After the massacre, the military sold the villagers’ livestock and pocketed the proceeds.

Despite the testimonies to the Commission, and a soldier’s testimony published by La Republica daily in 2001, no one has yet been indicted. The military claims that all related documentation was destroyed in a fire.

“It’s completely unacceptable that not a single person has been indicted for these crimes,” said Peru’s Ombudswoman, Beatriz Merino. “The government has the inescapable obligation to demonstrate that it can render justice, identify those responsible and sanction them accordingly so that these horrendous crimes never happen again.”

The independently-funded Peruvian Forensic Anthropology Team, or EPAF, began the exhumation and a full video-documented investigation of the Putis burial site in May 2008. Other similar mass graves are suspected to lie beneath the vegetation inside Putis’ military base.

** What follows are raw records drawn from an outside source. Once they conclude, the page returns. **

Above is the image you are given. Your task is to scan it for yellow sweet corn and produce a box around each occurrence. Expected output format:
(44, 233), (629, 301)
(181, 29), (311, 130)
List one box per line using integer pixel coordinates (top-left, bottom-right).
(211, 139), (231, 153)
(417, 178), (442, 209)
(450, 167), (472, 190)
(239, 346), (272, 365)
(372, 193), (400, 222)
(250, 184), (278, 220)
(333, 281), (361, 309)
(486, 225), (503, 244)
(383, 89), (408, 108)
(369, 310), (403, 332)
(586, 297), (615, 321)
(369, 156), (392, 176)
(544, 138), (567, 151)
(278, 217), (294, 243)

The excavation and DNA testing in Putis were funded by a grant from the Latin American Initiative for the Identification of the Disappeared, funded by the U.S. Department of State and its Bureau of Democracy, Human Rights and Labor.

EPAF, which is not funded by the Peruvian government, has already documented more than 13,000 disappearances and was the first to introduce international standards for a Forensic Anthropology Investigation in Peru in 2001, uses state of the art technology. Computer programs allow the scientists to determine with more than 70 percent accuracy the sex of a cadaver according to the dimensions of its skull.